# Dian Sheng cubes?



## andrewvo1324 (May 26, 2008)

I heared they are some Pinoy cubes that are good as white diys?


Anyone know where i can buy one and whats your experience with them?


----------



## MasakitChan (May 27, 2008)

I've never heard anyone sells Dian Sheng cubes in other countries beside Philippines, so I think (But I'm not sure) that most Dian Sheng cubes are sold inside the Philippines. There are different colors of DS cubes though, but the most popular is white.

They do very good, actually about 60% as good as type A's do, only that it's noisier, has less tolerance in cutting corners, and as usual, stickers peel off, but in DS cube stickers they peel even after you can finish a Jnet session lol.


----------



## andrewvo1324 (May 27, 2008)

Oh that sucks ;[ Mabey i can get a friend to buy me one shes going there for summer.


Well i heared theres no screws? to adust tension?


----------



## MasakitChan (May 27, 2008)

Say what? DS cubes can have their screws adjusted, like a freaking DIY.

Btw, their screws look like the ones on type D C4Y DIYs.


----------



## bundat (May 27, 2008)

From my experience, DS cubes are almost identical in performance to the Rubik's speedcubing kit II (sold in Robinson's Toys'R'Us for P899).

IMO, they can do everything a DIY can do, even better. But you should try it for yourself.
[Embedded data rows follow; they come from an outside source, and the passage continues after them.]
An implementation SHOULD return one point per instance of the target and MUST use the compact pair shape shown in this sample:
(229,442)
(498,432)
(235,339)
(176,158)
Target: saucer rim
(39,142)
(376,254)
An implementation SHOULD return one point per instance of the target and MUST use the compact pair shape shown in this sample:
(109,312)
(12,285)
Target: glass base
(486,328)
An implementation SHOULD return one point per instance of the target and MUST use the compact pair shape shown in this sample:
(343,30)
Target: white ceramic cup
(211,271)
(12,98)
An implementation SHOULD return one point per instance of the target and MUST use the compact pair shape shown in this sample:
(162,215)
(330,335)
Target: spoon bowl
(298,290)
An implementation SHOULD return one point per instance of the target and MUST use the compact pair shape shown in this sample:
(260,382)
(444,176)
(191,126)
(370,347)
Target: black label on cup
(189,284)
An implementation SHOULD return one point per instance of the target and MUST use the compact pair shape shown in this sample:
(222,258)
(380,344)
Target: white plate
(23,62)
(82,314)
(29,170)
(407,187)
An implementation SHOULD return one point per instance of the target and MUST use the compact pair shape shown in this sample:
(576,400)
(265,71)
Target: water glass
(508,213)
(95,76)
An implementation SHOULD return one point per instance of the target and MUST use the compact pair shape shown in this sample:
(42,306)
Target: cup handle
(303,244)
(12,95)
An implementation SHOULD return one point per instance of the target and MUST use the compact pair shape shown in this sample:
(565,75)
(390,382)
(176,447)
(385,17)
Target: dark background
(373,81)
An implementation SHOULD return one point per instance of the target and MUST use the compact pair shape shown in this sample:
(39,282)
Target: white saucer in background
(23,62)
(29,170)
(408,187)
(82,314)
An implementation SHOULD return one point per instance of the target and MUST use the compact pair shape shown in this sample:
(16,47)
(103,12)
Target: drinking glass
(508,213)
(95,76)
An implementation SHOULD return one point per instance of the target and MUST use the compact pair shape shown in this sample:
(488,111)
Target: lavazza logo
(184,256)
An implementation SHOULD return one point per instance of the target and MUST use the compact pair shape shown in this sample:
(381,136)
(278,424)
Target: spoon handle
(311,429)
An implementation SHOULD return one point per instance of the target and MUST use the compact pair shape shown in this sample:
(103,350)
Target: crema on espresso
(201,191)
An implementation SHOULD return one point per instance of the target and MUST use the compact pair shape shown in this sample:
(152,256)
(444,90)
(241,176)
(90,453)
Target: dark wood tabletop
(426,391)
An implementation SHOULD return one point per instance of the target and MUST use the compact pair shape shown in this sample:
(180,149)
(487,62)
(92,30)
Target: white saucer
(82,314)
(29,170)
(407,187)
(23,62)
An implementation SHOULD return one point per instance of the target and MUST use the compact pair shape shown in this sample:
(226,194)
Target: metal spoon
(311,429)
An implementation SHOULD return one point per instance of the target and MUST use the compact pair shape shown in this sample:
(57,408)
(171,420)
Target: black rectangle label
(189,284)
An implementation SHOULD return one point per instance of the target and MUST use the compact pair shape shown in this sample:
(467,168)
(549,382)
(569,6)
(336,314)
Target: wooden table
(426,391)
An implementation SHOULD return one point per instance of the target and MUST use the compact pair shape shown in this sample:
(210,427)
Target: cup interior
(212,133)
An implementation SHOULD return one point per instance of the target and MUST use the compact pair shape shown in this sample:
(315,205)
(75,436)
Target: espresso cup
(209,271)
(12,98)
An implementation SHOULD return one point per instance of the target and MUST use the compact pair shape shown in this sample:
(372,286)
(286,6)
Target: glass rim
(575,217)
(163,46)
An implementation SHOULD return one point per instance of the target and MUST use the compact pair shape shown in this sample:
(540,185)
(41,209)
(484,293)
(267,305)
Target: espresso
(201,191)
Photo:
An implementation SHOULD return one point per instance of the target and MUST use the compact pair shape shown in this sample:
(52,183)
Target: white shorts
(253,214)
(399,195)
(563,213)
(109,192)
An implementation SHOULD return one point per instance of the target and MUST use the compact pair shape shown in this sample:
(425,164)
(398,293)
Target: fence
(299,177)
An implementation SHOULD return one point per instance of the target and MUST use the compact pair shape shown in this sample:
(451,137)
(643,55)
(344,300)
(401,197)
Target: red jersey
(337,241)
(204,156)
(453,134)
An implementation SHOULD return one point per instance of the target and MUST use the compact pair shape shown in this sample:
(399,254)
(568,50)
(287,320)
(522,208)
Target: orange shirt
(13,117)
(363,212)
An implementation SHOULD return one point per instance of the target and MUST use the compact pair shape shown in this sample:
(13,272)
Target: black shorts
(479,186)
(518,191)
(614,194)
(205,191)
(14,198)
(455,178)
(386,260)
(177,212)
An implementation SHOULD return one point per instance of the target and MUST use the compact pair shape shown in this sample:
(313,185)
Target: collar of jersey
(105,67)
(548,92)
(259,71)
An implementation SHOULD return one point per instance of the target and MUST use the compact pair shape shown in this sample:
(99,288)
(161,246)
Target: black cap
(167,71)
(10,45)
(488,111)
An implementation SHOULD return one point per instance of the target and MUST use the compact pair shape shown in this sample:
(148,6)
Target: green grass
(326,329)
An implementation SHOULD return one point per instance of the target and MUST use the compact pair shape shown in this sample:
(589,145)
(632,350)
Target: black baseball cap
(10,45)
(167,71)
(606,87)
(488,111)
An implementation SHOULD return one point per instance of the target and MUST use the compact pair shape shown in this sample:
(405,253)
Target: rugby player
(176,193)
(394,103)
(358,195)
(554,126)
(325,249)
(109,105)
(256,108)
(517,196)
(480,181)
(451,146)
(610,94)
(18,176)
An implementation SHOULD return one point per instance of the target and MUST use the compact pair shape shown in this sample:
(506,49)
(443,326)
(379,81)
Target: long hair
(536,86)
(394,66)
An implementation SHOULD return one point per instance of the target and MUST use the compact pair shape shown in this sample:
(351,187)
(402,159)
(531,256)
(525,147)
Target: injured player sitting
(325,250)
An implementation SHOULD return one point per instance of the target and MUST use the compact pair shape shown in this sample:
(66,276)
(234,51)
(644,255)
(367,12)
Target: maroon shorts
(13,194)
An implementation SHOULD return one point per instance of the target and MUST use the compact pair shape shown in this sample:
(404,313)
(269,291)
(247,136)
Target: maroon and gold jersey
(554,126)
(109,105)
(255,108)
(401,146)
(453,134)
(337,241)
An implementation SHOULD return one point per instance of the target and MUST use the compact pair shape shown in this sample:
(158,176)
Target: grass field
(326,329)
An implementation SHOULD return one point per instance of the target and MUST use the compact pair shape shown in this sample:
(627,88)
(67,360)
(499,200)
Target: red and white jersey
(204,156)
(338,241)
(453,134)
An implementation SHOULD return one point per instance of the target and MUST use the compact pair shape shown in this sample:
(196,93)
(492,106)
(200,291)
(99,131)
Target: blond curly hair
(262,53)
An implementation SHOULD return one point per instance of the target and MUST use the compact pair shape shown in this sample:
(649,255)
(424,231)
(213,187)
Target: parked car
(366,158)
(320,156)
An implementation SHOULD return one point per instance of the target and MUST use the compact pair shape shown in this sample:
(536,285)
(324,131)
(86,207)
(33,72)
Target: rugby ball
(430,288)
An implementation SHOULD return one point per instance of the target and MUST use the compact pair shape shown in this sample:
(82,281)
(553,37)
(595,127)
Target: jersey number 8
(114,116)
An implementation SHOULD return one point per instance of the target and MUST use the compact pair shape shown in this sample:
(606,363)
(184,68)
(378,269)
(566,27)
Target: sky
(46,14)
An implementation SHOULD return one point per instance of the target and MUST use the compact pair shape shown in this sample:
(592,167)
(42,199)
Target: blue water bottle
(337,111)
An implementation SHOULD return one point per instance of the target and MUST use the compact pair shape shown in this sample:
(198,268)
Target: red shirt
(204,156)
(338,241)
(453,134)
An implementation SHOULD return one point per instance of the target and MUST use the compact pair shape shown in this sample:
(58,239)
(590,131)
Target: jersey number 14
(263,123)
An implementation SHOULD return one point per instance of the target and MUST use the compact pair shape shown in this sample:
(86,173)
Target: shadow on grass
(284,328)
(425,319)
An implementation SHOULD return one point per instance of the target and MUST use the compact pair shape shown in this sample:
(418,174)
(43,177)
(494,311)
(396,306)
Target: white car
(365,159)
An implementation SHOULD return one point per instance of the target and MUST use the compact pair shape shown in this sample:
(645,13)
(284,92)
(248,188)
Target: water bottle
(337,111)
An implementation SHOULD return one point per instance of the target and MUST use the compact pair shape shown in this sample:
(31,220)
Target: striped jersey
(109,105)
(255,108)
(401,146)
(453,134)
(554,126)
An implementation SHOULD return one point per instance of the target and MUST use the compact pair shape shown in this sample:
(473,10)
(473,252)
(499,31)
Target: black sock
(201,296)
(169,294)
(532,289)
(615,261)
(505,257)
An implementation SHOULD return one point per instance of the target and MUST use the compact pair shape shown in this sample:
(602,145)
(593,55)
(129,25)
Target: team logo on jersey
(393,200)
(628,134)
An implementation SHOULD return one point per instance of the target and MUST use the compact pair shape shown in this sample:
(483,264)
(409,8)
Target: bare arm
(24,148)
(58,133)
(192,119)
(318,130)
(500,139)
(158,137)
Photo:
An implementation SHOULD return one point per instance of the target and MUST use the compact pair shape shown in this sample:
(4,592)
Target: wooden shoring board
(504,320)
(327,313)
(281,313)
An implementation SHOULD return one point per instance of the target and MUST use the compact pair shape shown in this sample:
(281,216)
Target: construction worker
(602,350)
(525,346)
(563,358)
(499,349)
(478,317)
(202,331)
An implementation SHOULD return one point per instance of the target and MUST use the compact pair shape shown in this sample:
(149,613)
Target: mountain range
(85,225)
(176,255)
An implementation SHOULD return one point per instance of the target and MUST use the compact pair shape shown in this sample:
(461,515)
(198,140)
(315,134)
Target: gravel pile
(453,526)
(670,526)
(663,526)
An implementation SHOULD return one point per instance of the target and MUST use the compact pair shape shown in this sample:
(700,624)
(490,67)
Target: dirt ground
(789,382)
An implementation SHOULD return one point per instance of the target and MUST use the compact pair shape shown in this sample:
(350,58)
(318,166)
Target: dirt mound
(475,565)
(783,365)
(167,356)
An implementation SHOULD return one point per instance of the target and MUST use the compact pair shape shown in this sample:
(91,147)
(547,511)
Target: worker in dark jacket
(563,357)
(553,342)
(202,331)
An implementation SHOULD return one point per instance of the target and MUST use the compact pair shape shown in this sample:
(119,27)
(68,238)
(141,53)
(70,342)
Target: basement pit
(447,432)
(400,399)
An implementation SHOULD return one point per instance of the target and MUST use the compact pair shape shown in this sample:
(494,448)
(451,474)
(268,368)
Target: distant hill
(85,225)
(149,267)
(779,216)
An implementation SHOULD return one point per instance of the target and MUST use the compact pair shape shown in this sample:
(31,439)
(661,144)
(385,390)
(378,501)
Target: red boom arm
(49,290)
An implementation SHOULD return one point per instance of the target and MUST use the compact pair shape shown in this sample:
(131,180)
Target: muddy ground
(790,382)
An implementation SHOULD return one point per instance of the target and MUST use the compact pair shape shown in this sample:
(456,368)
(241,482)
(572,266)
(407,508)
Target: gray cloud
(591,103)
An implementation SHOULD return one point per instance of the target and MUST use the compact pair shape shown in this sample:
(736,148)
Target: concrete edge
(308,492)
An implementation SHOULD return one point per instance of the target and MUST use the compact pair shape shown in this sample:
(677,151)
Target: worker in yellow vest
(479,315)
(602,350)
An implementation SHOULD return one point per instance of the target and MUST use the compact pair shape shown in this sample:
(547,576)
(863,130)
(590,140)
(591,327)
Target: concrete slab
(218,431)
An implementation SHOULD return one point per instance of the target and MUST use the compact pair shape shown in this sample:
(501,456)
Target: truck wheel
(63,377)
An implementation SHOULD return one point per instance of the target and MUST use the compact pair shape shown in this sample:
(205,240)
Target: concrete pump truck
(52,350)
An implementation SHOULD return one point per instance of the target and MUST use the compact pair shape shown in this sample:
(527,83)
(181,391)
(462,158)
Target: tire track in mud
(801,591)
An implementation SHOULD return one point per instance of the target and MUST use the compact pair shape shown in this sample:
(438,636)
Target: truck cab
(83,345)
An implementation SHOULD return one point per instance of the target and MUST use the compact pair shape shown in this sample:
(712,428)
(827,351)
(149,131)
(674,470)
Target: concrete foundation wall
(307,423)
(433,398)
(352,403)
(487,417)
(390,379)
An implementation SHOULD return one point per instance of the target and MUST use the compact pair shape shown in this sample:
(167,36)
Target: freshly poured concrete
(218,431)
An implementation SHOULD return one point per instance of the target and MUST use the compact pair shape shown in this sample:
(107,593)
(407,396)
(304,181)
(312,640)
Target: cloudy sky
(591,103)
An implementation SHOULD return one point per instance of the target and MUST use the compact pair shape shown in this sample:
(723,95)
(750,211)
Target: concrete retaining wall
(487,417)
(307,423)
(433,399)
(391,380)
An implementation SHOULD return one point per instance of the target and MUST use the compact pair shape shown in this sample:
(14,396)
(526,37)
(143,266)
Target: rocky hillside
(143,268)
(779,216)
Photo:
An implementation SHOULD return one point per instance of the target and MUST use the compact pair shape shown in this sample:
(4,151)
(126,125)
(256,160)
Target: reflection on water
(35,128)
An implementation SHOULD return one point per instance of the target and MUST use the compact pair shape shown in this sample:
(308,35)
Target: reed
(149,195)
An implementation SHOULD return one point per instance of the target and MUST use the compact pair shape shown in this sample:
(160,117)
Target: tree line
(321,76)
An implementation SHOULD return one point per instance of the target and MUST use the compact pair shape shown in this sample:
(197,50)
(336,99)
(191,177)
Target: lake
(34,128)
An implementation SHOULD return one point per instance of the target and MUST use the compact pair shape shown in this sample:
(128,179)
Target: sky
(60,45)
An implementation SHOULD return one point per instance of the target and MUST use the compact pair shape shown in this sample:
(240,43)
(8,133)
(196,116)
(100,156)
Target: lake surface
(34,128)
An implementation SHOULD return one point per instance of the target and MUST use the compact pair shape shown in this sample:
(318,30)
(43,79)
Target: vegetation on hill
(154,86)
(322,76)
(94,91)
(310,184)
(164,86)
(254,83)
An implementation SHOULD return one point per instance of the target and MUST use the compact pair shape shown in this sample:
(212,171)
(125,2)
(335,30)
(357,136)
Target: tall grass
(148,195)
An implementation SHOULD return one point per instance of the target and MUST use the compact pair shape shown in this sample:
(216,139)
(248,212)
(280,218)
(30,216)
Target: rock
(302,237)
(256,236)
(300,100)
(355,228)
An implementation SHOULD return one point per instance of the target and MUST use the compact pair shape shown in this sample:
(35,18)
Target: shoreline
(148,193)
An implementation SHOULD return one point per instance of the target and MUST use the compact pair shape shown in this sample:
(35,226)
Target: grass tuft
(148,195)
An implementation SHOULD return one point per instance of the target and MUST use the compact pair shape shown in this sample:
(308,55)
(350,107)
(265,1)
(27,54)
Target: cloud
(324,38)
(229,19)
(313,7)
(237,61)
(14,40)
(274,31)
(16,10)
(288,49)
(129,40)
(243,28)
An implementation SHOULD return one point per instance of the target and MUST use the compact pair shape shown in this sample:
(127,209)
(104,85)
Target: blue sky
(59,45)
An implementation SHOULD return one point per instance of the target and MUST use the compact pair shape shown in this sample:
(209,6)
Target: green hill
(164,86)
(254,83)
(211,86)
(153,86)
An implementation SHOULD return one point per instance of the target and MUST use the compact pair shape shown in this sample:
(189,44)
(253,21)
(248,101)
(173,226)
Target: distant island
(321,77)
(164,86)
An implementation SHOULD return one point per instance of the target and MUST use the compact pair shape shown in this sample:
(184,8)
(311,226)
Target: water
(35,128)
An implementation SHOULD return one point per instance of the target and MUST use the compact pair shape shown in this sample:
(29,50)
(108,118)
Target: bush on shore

And check out the "V-notches" under the center pieces. Not something other DIYs have. The notches also help keep edge pieces in place, and they make that "crunchy noise", which IMO is nice.


----------



## mrCage (May 27, 2008)

Hi 

I want to see picturess of such a cube. Both in assembled and disassembled state. 

-Per


----------



## MasakitChan (May 28, 2008)

I found no dissassembled Dian Shengs, coz they really are sold assembled o'ready.


----------



## Durben (May 28, 2008)

Hi, I'm also from the Philippines. But, where can you buy one? I want to buy one.
Thank you.


----------



## MasakitChan (May 29, 2008)

You can get them from most marketplaces, especially around Metro Manila. Don't know if there are still as many vendors selling it as they used to though.. you might have a tough time getting one.


----------



## Durben (May 29, 2008)

MasakitChan said:


> You can get them from most marketplaces, especially around Metro Manila. Don't know if there are still as many vendors selling it as they used to though.. you might have a tough time getting one.


Where did you buy yours?


----------



## MasakitChan (May 30, 2008)

A "palengke" near us.


----------